Da nicht absehbar ist, ob sich die Verhältnisse in den nächsten Monaten hinreichend stabilisiert haben werden, sollen die Aussetzung der Insolvenzantragspflicht einschließlich der daran anknüpfenden Folgen nach § 2 COVInsAG sowie die Einschränkung der Möglichkeit zur Versagung der Restschuldbefreiung und die Regelung zum Eröffnungsgrund bei Gläubigerinsolvenzanträgen nach § 3 COVInsAG durch Rechtsverordnung bis zum 31.03.2021 verlängert werden können, wenn das durch die Aussetzungsregelung bestehende Bedürfnis danach fortbesteht, die Eröffnung von Insolvenzverfahren zu vermeiden und die Fortführung von insolvenzreifen Unternehmen zu ermöglichen.

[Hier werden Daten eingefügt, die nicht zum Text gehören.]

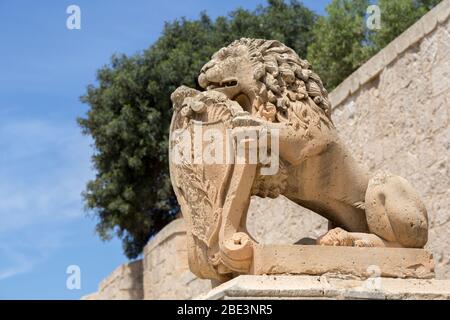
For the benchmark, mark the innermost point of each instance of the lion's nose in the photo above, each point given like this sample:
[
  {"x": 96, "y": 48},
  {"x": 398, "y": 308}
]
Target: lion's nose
[{"x": 202, "y": 81}]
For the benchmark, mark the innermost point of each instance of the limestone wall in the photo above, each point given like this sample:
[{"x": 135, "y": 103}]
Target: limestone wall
[
  {"x": 124, "y": 283},
  {"x": 166, "y": 270},
  {"x": 393, "y": 112}
]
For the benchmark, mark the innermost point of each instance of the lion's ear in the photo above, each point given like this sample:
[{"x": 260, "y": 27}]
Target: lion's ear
[{"x": 259, "y": 71}]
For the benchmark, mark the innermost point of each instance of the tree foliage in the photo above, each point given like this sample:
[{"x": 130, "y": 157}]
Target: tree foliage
[
  {"x": 343, "y": 42},
  {"x": 130, "y": 110}
]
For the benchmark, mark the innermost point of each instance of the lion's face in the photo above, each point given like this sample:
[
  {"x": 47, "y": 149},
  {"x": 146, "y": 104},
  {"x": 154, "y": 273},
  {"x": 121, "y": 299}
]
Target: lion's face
[
  {"x": 231, "y": 72},
  {"x": 268, "y": 80}
]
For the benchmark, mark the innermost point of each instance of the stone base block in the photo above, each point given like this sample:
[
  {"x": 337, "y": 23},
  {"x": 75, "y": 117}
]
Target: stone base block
[
  {"x": 324, "y": 287},
  {"x": 347, "y": 262}
]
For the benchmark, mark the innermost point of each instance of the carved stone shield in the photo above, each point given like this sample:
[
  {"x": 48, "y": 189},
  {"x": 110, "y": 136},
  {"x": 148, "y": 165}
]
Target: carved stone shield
[{"x": 200, "y": 183}]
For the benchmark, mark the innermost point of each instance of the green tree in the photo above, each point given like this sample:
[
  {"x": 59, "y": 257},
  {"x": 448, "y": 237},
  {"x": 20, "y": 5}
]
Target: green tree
[
  {"x": 130, "y": 110},
  {"x": 342, "y": 42},
  {"x": 339, "y": 47},
  {"x": 396, "y": 17}
]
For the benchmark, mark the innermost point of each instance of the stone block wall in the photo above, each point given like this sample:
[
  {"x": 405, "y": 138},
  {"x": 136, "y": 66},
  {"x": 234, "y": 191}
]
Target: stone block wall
[
  {"x": 393, "y": 113},
  {"x": 124, "y": 283},
  {"x": 166, "y": 270}
]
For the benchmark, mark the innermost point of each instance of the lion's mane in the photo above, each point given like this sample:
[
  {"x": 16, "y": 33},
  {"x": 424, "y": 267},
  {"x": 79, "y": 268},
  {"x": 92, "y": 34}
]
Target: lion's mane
[{"x": 289, "y": 90}]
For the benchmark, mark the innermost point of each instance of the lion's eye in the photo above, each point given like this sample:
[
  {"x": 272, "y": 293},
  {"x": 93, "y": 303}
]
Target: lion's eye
[{"x": 230, "y": 83}]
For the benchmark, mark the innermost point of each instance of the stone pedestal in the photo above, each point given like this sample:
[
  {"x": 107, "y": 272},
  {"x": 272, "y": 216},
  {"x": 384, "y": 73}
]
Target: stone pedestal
[
  {"x": 342, "y": 261},
  {"x": 326, "y": 287},
  {"x": 322, "y": 272}
]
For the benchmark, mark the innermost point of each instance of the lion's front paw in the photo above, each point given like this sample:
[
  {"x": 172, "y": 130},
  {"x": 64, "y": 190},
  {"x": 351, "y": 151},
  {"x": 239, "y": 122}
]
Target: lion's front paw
[{"x": 336, "y": 237}]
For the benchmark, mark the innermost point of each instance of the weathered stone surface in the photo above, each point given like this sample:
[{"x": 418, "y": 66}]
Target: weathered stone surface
[
  {"x": 398, "y": 121},
  {"x": 342, "y": 261},
  {"x": 124, "y": 283},
  {"x": 262, "y": 86},
  {"x": 280, "y": 221},
  {"x": 166, "y": 273},
  {"x": 325, "y": 287}
]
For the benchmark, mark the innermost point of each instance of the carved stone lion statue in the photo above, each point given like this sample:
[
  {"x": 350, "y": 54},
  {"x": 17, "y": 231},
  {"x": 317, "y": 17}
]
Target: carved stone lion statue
[{"x": 268, "y": 86}]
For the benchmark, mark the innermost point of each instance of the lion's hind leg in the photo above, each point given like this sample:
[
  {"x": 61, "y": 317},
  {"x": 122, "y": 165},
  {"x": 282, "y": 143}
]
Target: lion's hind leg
[{"x": 395, "y": 212}]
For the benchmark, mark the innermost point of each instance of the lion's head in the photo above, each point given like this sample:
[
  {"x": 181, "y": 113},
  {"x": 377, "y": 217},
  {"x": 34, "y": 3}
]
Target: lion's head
[{"x": 269, "y": 80}]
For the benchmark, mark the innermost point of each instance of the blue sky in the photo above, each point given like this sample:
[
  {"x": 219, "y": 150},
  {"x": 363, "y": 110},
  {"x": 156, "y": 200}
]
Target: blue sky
[{"x": 44, "y": 159}]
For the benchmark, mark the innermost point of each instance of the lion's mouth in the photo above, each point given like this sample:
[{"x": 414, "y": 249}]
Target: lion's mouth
[{"x": 226, "y": 83}]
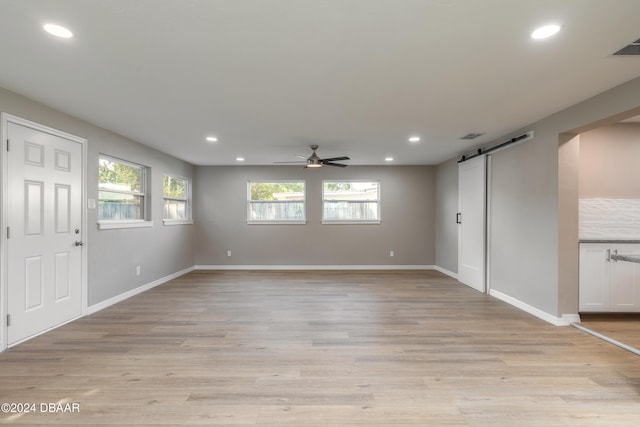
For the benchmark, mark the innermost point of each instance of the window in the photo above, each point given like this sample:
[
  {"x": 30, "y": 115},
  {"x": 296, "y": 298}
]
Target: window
[
  {"x": 176, "y": 198},
  {"x": 122, "y": 197},
  {"x": 276, "y": 202},
  {"x": 351, "y": 202}
]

Das gilt insbesondere dann, wenn weiterhin Bedarf nach zum Zwecke der Stabilisierung der Unternehmen zur Verfügung gestellten Hilfsmitteln besteht oder anderweitig Aussichten bestehen, die betroffenen Unternehmen außerhalb eines Insolvenzverfahrens zu stabilisieren und zu sanieren. Einer gesonderten Nennung des § 2 COVInsAG im Wortlaut des § 4 COVInsAG bedurfte es nicht, weil alle Tatbestände des § 2 COVInsAG unmittelbar (§ 2 Abs. 1 COVInsAG) oder mittelbar (§ 2 Abs. 2 COVInsAG) an den Aussetzungszeitraum des § 1 COVInsAG anknüpfen (BT-Drucks. 19/18110, S. 25).

§ 4 COVInsAG wurde mit Gesetz vom 25.09.2020 - BGBl I, 2016 - aufgehoben, eine Verlängerungsmöglichkeit besteht demnach nicht mehr.